Ah ha! So let’s talk about that hypothesis of strong empiricism. What is it, if you can say? I’m asking because here you are acknowledging that a strong variety of empiricism can be asserted as a hypothesis.
I asserted that naive empiricism as the title of the argument uses the term is understood to refer to strong empiricism. Which is the proposition you are asserting. As I have had to repeatedly point out the words “hypothesis” and “theory” are synonyms. Using one or the other makes no change in meaning.
Also, as you are able to distinguish between this hypothesis and weak empiricism, can you say what the argument for weak empiricism is?
Do your own work.
It would only be fair if you knew exactly what I’m thinking:
No clue what this means.
Naive hypothesis - experience evidences the hypothesis that knowledge requires experience.
First those are the wrong terms, second, it does not evidence anything as I have repeatedly demonstrated.
Weak - some knowledge requires experience.
Something like that. It can be stated many different ways.
We can see plainly that I am not using weak to argue for naive/strong as they are actually different.
No we can’t. You used the wrong terms.

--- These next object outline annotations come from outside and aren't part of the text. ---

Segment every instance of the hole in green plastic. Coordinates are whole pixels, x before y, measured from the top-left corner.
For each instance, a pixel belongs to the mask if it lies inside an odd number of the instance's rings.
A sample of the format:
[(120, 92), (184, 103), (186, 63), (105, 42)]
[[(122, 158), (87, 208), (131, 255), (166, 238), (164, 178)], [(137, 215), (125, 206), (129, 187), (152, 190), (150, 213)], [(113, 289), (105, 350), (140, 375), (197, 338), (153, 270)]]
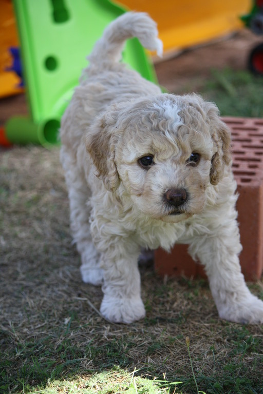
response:
[(50, 119), (44, 125), (43, 133), (46, 142), (49, 144), (58, 144), (59, 129), (60, 123), (56, 119)]
[(68, 11), (64, 0), (51, 0), (53, 6), (53, 18), (56, 23), (63, 23), (69, 19)]
[(45, 65), (50, 71), (53, 71), (58, 67), (58, 62), (53, 56), (49, 56), (45, 61)]

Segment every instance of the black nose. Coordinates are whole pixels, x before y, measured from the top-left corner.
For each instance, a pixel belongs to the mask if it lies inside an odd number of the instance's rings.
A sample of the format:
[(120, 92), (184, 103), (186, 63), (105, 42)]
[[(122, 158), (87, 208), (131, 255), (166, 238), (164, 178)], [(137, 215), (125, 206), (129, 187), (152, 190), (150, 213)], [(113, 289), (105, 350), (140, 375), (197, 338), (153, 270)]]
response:
[(184, 189), (171, 189), (164, 193), (166, 202), (174, 207), (179, 207), (187, 200), (187, 193)]

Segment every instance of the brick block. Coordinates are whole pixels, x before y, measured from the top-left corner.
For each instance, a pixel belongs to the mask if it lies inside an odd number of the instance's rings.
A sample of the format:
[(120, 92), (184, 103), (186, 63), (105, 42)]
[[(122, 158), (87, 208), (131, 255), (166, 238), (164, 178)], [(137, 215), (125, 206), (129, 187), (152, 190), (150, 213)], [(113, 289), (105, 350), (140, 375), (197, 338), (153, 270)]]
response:
[[(242, 272), (247, 280), (259, 279), (263, 271), (263, 119), (223, 117), (231, 130), (233, 170), (239, 194), (237, 203), (241, 242)], [(155, 252), (161, 275), (205, 277), (202, 267), (176, 245), (171, 253)]]

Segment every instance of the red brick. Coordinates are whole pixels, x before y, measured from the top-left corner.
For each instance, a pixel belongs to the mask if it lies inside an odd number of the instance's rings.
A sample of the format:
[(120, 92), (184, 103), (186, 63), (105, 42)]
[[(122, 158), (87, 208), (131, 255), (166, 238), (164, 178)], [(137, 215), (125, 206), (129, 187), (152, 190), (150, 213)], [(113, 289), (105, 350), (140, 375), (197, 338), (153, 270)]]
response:
[[(263, 119), (224, 117), (232, 135), (233, 170), (239, 196), (237, 204), (241, 242), (241, 269), (247, 280), (263, 271)], [(161, 275), (205, 277), (202, 267), (176, 245), (171, 253), (158, 249), (156, 271)]]

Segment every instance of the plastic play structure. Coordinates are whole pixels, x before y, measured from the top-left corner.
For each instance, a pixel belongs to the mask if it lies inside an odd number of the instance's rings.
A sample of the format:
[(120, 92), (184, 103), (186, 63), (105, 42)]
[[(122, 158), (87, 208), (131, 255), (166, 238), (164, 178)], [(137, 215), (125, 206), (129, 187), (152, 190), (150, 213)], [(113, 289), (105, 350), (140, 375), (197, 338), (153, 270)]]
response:
[[(249, 0), (206, 0), (201, 5), (194, 0), (13, 3), (30, 116), (9, 120), (2, 134), (7, 142), (46, 146), (58, 143), (60, 119), (87, 65), (87, 55), (105, 26), (128, 8), (147, 11), (157, 21), (164, 49), (168, 52), (240, 28), (239, 16), (247, 12), (250, 5)], [(151, 59), (137, 39), (127, 42), (123, 58), (144, 77), (157, 82)]]

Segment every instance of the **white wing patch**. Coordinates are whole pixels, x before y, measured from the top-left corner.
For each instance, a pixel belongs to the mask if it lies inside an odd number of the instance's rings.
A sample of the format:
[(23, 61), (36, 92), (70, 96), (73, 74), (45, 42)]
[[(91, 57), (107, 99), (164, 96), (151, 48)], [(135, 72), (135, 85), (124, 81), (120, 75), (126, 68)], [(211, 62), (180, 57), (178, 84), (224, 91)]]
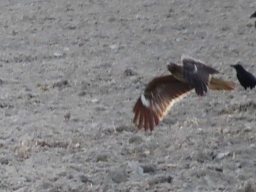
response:
[(146, 97), (145, 97), (145, 96), (144, 96), (143, 93), (142, 93), (142, 94), (140, 95), (140, 100), (141, 100), (142, 104), (143, 104), (145, 107), (149, 107), (150, 103), (149, 103), (148, 100), (146, 99)]

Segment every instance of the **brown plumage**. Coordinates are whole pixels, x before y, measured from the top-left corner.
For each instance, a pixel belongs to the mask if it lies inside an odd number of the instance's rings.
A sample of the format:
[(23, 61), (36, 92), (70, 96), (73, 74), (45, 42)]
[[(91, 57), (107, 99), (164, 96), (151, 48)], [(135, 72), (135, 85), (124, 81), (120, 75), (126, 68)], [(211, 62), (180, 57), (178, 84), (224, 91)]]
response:
[(182, 55), (182, 66), (170, 64), (170, 75), (154, 78), (138, 98), (133, 112), (133, 123), (139, 129), (153, 131), (173, 105), (192, 91), (203, 96), (211, 90), (233, 90), (234, 82), (211, 77), (219, 72), (203, 62)]

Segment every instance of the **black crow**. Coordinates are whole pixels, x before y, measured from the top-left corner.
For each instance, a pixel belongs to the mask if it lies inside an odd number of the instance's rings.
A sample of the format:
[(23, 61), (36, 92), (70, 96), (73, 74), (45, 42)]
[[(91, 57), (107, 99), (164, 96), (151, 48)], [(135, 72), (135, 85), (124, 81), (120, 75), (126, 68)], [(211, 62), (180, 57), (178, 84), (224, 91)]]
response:
[(231, 65), (231, 66), (236, 69), (236, 77), (238, 79), (241, 85), (242, 85), (245, 90), (248, 88), (252, 89), (255, 87), (256, 77), (252, 74), (245, 70), (240, 62), (238, 62), (235, 65)]
[(182, 65), (170, 64), (167, 69), (172, 74), (154, 78), (146, 86), (133, 108), (133, 123), (139, 129), (153, 131), (173, 105), (192, 91), (203, 96), (208, 91), (231, 91), (232, 81), (211, 77), (219, 72), (203, 61), (183, 55)]

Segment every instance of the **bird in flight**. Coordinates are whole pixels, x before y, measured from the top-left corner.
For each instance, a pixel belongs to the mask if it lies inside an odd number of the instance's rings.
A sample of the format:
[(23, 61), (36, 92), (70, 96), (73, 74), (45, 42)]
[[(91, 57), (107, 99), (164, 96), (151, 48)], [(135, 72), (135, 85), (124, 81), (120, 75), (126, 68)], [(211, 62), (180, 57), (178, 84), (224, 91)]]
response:
[(249, 18), (256, 18), (256, 11), (254, 13), (252, 13)]
[(231, 91), (232, 81), (212, 77), (219, 72), (203, 61), (187, 55), (181, 56), (182, 66), (170, 63), (167, 69), (171, 74), (153, 79), (138, 99), (133, 107), (133, 123), (139, 129), (153, 131), (173, 105), (194, 90), (201, 96), (211, 90)]
[(248, 88), (251, 89), (256, 86), (256, 77), (244, 69), (241, 62), (238, 62), (235, 65), (231, 65), (232, 67), (235, 68), (236, 71), (236, 77), (245, 90)]
[[(256, 11), (254, 13), (252, 13), (249, 18), (256, 18)], [(255, 26), (256, 28), (256, 21), (255, 23)]]

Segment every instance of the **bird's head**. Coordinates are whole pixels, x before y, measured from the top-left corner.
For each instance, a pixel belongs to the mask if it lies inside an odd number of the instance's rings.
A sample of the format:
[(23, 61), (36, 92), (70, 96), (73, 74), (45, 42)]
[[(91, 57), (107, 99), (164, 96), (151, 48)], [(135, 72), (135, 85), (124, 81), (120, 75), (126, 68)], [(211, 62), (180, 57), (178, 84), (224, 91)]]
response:
[(231, 66), (235, 68), (236, 70), (244, 70), (243, 66), (241, 65), (241, 63), (239, 61), (234, 65), (231, 65)]
[(169, 64), (167, 66), (167, 68), (168, 69), (169, 72), (173, 73), (177, 69), (178, 69), (178, 66), (174, 63), (170, 62)]

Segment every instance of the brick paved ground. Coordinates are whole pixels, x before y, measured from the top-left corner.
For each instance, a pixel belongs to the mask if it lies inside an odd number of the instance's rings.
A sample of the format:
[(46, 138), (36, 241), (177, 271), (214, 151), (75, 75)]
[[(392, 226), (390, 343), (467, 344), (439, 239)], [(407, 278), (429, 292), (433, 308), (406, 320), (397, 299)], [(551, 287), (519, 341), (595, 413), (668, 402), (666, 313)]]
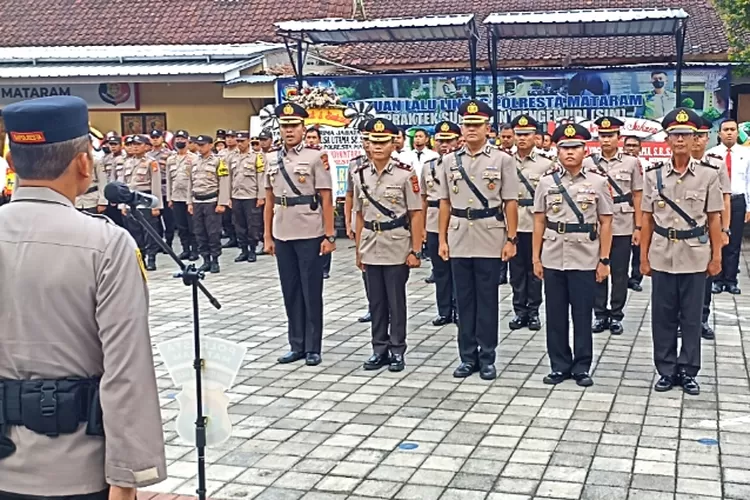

Naive empricism is not the same thing as a naive hypothesis.
Also, we can see that naive empiricism is not a dogma
Strong empiricism, which is what naive empiricism is a reference to, as yo have assertes it is clearly a dogma. Not that it matters because regardless of adjective, it is still a proposition that creates a well known logical contradiction.
- and you’ve just said that it is ‘a long disproven hypothesis’.
Which means the exact same thing when we call it a “theory”. Changing synonyms doesn’t change anything.
I’m asking you because this revelation in my opinion ends the discussion on whether it is a dogma to assert hypothetically that knowledge requires experience.
What revelation? the words theory and hypothesis are still synonymous. Further, you cannot assert that black is white, or that a dog is a cat, until evidence proves otherwise. The contradiction shows the statement is false as soon as it is uttered.
Yes I am aware that the author is redefining an existing sort of empiricism.
He is not. Naive empiricism simply refers to strong empiricism. He tries to use the weak empirical argument to support it.
The contentious part seems to be his formulation which says the fundamental principle of empiricism can be a hypothesis.
No, that is what you find contentious. I don’t care what you call it because it is still a proposition that is a well known logical contradiction. You think calling it a hypothesis instead of a theory changes the meaning, no matter how many times I point out they are synonymous. Further you misuse the term hypothesis as though it entails the word empirical and so on, which you never seem to understand is assuming your case before you make it. Circular reasoning, not that there is anything wrong with that. Worse, you have no evidence, you cannot prove that you are experiencing physical senses at all, etc. You are missing the forest for the trees as they say.